Signs of AI Writing and How to Remove Them
Copy-ready Claude prompt
Here is a draft Reddit comment for r/{{subreddit_name}}: {{paste_draft}}. Remove every AI vocabulary word from Wikipedia's Signs of AI writing list, break any Rule-of-Three list into an uneven count, replace vague attributions with specifics I provide, and vary sentence length. Keep my actual opinion, don't soften it.Learning objectives
- Name at least eight words on the "AI vocabulary" watchlist and explain why each reads as a tell.
- Explain the Rule of Three and negative parallelism, and rewrite an example of each.
- State the em-dash heuristic and why Wikipedia treats it as a signal, not proof.
- Explain why AI-detection tools are unreliable and what to teach instead.
Prerequisites: Stage 1 in full, especially Lesson 1.3.3 (the ethics line); Stage 2 Lesson 2.4.3 (citation ethics).
Core concepts
Start with the primary source: Wikipedia's "Signs of AI writing" names a specific AI-vocabulary watchlist to purge on sight, delve, tapestry, testament, underscore, pivotal, boasts, showcase, intricate, vibrant, crucial, garner, foster, robust, seamless, and "stands as/serves as" constructions that replace a plain "is." If a draft comment for r/SaaS contains three of these, it did not survive a human editor, and Reddit readers can tell.
Structural tells matter more, because they survive a thesaurus pass. The Rule of Three is the most reliable: models default to triplets, and when every list has exactly three items the rhythm itself reads as machine-generated (Wikipedia; Forbes, Sep 2025). Break it deliberately, two items sometimes, five sometimes. Negative parallelism ("It's not just a scheduling tool, it's a trust-building tool") mimics insight while saying little; strip it and state the claim. Tailing -ing clauses ("...further cementing its role in the workflow") are superficial add-ons; delete them or replace with a real consequence.
Vague attribution is the clearest tell to a skeptical reader. "A recent study shows," "researchers found", none of that survives a comment section, because someone asks "which study?" within the hour. Replace every vague attribution with the actual source, number, and tool name.
Sentence rhythm is subtler: AI text clusters in a narrow 15-25 word band, producing a "metronomic" rhythm humans perceive as artificial (GPTZero; Writing Cooperative). Fix it with deliberate variance, a fragment, then a long run, then something medium. Read drafts aloud; anywhere you stumble is where a reader's attention snags too.
On em dashes: treat the "ChatGPT dash" as a heuristic, not gospel, humans use them too, and the models learned the habit from us. A workable rule (vrid.ai): more than roughly three per 500 words is worth investigating, not a verdict. Wikipedia's guide and TechCrunch's November 2025 coverage of it both warn against over-relying on any single detector, even heavy LLM users correctly identify AI text only about 90% of the time by ear. The actual skill is human pattern recognition applied before posting, not a checker's clean bill of health.
Video lessons
Supporting reading
- Wikipedia:Signs of AI writing (https://en.wikipedia.org/wiki/Wikipedia:Signs_of_AI_writing), the definitive primary source; read it in full.

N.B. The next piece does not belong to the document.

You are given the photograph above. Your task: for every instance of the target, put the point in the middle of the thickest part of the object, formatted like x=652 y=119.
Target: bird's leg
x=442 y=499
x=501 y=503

- The best guide to spotting AI writing comes from Wikipedia, TechCrunch (https://techcrunch.com/2025/11/20/the-best-guide-to-spotting-ai-writing-comes-from-wikipedia/), why detector tools are unreliable.
- How to Avoid AI Detection (the Right Way): Top Writing Strategies, Grammarly blog (https://www.grammarly.com/blog/ai/how-to-avoid-ai-detection/), the sentence-length clustering data.
Exercise
Take an AI-drafted paragraph from the last month. Circle every AI-vocabulary word, triplet, negative-parallelism sentence, and vague attribution. Rewrite it by hand, aloud, with deliberate sentence-length variance.
Assignment
Build a personal "never use these words" list of 15+ terms and run your next three Reddit drafts against it. Log violations caught per draft.
Claude workflow
- Skill idea: an "AI-tell scanner" that flags AI-vocabulary words, triplets, negative parallelism, and em-dash density per 500 words in any draft.
- Automation: none, this stays a human judgment call; a scheduled reminder to run the scanner before each post is the most that should be automated.
Expected outcomes
- Can name at least eight AI-vocabulary words from memory.
- Can identify the Rule of Three, negative parallelism, and tailing -ing clauses on sight.
- Personal watchlist built and applied to three real drafts with a logged violation count.